The basic technique we will use for entity recognition is chunking, which segments and labels multitoken sequences as illustrated in Figure 7-2. The smaller boxes show the word-level tokenization and part-of-speech tagging, while the large boxes show higher-level chunking. Each of these larger boxes is called a chunk. Like tokenization, which omits whitespace, chunking usually selects a subset of the tokens. Also like tokenization, the pieces produced by a chunker do not overlap in the source text.
Figure 7-2. Segmentation and labeling at both the Token and Chunk levels.
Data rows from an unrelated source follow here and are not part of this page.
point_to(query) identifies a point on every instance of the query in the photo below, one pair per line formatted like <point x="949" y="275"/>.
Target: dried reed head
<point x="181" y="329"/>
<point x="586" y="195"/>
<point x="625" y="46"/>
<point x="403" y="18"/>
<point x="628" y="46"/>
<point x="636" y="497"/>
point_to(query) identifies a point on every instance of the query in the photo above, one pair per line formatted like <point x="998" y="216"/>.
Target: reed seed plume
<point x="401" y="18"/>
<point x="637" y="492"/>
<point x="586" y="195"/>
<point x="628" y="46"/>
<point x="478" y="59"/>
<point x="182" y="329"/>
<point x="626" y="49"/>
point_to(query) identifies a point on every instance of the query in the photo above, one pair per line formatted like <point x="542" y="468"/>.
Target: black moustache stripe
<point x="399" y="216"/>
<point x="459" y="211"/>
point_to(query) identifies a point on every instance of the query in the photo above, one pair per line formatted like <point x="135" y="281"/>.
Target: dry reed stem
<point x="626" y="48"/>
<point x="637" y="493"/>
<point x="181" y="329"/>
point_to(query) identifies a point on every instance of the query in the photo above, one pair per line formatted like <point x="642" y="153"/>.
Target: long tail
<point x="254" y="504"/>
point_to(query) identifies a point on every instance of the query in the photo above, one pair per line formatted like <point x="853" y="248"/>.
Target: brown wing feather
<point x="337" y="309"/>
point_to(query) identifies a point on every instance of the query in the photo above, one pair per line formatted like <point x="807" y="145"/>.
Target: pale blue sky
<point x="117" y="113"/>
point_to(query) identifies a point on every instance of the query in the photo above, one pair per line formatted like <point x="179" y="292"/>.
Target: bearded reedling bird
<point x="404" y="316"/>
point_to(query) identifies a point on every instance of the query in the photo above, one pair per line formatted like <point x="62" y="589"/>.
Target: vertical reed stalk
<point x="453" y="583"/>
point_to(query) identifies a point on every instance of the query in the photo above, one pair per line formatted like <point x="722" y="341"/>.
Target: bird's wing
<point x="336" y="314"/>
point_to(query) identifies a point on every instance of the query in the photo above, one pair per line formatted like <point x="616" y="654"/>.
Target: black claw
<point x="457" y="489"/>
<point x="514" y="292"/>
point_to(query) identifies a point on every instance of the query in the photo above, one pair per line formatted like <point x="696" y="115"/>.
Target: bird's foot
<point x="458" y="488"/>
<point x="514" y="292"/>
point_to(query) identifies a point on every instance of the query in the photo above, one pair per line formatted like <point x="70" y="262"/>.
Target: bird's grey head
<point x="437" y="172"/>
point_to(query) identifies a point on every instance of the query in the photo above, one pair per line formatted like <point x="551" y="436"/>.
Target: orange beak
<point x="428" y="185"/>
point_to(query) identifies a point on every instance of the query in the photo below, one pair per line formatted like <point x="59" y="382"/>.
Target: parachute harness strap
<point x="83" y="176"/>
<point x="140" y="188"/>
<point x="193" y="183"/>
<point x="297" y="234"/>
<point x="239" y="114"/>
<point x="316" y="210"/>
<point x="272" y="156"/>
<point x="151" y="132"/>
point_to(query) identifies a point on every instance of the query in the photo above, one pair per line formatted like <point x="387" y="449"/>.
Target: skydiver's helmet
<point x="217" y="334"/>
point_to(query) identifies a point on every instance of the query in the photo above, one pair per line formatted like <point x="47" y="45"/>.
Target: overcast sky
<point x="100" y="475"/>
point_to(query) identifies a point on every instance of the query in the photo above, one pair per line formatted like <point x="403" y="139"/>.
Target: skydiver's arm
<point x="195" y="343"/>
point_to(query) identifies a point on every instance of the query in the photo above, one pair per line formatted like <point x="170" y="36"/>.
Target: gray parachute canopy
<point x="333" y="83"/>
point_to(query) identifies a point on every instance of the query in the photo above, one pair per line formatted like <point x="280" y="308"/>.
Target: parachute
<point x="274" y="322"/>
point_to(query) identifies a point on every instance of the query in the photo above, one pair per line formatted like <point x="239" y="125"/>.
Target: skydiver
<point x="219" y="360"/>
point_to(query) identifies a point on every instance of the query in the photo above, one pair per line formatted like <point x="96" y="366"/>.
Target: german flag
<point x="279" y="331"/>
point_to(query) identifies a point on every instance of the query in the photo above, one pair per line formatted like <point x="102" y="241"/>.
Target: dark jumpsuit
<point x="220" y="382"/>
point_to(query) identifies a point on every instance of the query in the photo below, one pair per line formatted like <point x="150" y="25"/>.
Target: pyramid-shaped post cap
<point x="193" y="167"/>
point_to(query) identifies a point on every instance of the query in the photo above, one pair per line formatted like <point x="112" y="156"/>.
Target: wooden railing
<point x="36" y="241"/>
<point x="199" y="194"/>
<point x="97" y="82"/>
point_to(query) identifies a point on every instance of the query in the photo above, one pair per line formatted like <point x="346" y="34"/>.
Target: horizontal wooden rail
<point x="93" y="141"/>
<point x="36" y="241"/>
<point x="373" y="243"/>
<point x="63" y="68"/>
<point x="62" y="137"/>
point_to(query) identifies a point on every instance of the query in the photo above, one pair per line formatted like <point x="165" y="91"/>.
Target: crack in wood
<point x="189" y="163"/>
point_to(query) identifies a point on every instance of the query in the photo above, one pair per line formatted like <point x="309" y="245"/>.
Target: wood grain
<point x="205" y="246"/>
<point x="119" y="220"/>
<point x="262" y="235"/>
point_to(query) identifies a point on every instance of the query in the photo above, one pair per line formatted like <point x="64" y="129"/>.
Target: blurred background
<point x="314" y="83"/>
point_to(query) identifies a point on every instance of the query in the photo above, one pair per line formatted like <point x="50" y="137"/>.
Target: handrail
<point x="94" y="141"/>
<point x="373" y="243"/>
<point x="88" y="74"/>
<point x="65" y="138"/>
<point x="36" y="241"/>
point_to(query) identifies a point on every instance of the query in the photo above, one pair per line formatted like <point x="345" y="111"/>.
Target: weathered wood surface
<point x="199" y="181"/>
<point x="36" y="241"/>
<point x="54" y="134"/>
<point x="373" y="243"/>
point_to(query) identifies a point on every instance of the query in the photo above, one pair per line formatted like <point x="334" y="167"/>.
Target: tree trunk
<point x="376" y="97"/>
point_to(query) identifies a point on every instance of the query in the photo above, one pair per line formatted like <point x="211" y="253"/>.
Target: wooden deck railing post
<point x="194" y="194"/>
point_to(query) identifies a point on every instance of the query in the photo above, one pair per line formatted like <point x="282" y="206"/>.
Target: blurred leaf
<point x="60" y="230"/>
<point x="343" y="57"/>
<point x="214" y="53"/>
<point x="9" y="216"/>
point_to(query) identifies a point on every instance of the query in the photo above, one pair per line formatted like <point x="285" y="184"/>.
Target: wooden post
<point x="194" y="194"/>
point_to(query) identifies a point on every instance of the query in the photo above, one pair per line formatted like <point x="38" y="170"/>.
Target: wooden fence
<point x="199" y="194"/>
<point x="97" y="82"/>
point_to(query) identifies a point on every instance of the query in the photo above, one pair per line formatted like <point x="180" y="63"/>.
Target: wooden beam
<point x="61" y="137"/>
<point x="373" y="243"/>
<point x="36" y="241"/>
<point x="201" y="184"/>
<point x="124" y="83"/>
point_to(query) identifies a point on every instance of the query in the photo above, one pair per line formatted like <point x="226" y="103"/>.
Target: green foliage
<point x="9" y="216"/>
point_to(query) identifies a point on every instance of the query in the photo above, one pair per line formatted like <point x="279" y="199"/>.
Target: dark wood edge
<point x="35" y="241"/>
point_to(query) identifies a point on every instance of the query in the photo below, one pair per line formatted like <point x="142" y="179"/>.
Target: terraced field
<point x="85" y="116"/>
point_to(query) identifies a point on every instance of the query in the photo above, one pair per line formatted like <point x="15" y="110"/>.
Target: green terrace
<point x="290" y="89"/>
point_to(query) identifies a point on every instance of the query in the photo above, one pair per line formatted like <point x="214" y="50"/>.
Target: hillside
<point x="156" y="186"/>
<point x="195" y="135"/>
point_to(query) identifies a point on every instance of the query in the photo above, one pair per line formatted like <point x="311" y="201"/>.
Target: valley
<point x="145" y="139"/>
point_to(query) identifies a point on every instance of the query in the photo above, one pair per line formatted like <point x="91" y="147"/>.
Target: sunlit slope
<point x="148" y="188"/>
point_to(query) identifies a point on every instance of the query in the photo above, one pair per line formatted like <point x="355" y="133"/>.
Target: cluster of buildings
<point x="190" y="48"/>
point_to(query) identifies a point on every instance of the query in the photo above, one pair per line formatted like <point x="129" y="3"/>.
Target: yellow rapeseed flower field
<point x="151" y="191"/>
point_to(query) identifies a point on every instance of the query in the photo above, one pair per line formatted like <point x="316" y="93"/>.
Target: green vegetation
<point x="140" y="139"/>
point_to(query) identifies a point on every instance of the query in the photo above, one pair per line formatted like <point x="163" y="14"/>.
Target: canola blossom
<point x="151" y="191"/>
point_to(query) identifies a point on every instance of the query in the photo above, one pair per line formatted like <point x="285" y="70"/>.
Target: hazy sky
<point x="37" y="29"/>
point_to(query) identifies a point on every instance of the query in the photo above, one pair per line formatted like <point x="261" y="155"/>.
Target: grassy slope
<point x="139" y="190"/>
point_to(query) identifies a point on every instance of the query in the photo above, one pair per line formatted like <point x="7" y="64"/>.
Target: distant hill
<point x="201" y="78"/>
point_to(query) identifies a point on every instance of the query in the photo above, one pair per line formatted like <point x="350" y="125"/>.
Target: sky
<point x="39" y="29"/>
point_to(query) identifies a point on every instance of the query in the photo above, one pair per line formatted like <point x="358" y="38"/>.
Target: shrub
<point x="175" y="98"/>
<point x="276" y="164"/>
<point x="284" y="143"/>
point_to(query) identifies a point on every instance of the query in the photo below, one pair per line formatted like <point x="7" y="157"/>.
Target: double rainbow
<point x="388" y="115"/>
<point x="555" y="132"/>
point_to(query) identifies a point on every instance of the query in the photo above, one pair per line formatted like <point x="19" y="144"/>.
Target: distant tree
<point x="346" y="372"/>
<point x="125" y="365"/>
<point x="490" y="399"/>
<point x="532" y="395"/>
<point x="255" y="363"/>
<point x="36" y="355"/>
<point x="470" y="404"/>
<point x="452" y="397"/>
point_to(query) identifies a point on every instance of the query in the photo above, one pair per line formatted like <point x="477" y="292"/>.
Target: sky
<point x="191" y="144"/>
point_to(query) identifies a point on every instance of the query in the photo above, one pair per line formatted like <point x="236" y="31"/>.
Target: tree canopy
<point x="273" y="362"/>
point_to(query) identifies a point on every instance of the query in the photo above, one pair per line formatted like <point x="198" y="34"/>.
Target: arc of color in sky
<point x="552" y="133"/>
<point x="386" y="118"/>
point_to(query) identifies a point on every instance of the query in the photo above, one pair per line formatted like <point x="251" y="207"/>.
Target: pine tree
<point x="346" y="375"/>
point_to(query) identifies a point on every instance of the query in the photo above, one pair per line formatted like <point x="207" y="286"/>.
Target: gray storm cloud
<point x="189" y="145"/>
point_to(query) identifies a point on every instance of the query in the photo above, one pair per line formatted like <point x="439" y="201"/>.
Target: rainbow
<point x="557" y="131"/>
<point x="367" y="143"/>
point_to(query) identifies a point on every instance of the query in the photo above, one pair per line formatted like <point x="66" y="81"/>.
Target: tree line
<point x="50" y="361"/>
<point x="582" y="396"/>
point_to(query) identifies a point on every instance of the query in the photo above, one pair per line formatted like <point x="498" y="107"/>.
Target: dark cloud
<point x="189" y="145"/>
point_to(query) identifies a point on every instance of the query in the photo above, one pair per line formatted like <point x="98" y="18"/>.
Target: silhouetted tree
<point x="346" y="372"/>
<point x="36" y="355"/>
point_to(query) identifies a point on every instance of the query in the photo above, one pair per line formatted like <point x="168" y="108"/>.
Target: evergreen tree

In this section, we will explore chunking in some depth, beginning with the definition and representation of chunks. We will see regular expression and n-gram approaches to chunking, and will develop and evaluate chunkers using the CoNLL-2000 Chunking Corpus. We will then return in Sections and to the tasks of named entity recognition and relation extraction.
We will begin by considering the task of noun phrase chunking, or NP-chunking, where we search for chunks
corresponding to individual noun phrases. For example, here is some
Wall Street Journal text with
NP-chunks marked using brackets:
[ The/DT market/NN ] for/IN [ system-management/NN software/NN ] for/IN [ Digital/NNP ] [ ’s/POS hardware/NN ] is/VBZ fragmented/JJ enough/RB that/IN [ a/DT giant/NN ] such/JJ as/IN [ Computer/NNP ...